He said the battle for east Mosul had not proved as dire a humanitarian catastrophe as aid agencies had originally feared, nor as swift a victory as the coalition hoped.

“We haven’t seen extremely widespread destruction, we’ve not seen as many displaced people as the aid agencies were fearing,” he said. “On the other side, the coalition hoped Mosul could pop quickly – we’re somewhere in the middle.”
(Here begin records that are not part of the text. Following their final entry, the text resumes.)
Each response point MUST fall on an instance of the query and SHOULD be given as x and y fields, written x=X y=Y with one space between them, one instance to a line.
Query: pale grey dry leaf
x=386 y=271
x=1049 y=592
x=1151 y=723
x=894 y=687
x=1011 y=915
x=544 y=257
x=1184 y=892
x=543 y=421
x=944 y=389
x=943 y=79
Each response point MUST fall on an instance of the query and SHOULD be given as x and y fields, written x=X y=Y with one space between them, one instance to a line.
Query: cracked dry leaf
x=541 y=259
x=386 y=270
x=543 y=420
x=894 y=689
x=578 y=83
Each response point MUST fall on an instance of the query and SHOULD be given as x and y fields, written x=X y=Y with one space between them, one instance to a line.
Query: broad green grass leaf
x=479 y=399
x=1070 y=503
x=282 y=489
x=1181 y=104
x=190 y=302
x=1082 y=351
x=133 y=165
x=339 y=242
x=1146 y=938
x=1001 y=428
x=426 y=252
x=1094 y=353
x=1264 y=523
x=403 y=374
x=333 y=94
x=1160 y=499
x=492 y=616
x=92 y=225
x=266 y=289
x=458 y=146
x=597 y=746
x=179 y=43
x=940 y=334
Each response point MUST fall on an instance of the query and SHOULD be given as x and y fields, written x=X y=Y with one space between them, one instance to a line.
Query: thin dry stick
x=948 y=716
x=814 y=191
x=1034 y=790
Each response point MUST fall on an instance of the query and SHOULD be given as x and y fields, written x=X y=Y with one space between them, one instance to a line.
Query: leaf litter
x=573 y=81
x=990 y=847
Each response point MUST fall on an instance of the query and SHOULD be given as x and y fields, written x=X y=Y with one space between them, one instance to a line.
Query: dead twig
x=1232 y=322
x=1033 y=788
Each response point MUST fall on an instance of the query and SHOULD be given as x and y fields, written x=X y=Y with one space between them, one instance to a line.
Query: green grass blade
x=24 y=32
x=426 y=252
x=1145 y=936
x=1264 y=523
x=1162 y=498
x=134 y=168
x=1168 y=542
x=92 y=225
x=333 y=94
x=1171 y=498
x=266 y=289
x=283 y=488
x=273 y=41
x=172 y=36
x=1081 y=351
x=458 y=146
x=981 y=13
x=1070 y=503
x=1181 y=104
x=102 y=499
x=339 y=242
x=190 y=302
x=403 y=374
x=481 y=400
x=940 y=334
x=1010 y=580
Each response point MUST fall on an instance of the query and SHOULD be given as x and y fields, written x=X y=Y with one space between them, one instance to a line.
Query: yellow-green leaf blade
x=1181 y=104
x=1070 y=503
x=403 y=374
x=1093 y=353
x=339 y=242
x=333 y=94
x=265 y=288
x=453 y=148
The U.N.’s refugee agency said Tuesday that more than 160,000 people have been displaced from Mosul and surrounding villages since the start of the offensive, with the numbers of displaced rising steeply with the intensification of the assault in recent weeks. Some of the displaced families have begun returning to liberated areas in the wake of the government advance.

What’s next?

Knights said he expected the west of the city to be liberated by the end of April or May, although it depended on how well the lessons learned in the three months of fighting to date were applied, and how much fight the terror group had left.
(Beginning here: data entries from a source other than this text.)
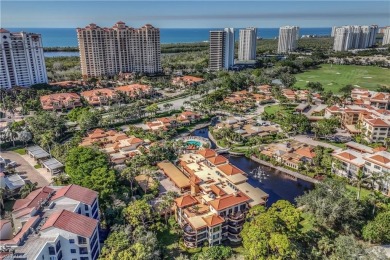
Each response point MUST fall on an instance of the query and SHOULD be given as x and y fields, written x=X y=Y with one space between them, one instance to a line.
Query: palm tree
x=130 y=173
x=376 y=197
x=387 y=142
x=47 y=139
x=2 y=197
x=27 y=189
x=360 y=179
“What we don’t know is what percentage of their strength did they expend to defend east Mosul,” he said. He expects the assault on the west of the city to involve Iraqi forces redeploying and pressing in from the outskirts of the city as they had done in the east, rather than crossing the river that bisects the city.
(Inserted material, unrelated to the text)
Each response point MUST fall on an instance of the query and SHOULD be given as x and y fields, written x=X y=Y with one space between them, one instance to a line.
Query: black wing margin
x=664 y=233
The loss of Mosul, the largest city still under ISIS control, would be a major blow for the terror group and could spell the end of its dominant territorial control in Iraq, Knights said. The group controls large stretches of neighboring Syria, including the capital of its so-called caliphate, Raqqa.

Yet even when Mosul is retaken in its entirety, ISIS will continue to wreak havoc in Iraq as an insurgent group, Knights said, maintaining a presence in ungoverned stretches of the country and launching terror attacks on major government-held cities.

“We can already see into the future in other parts of Iraq.”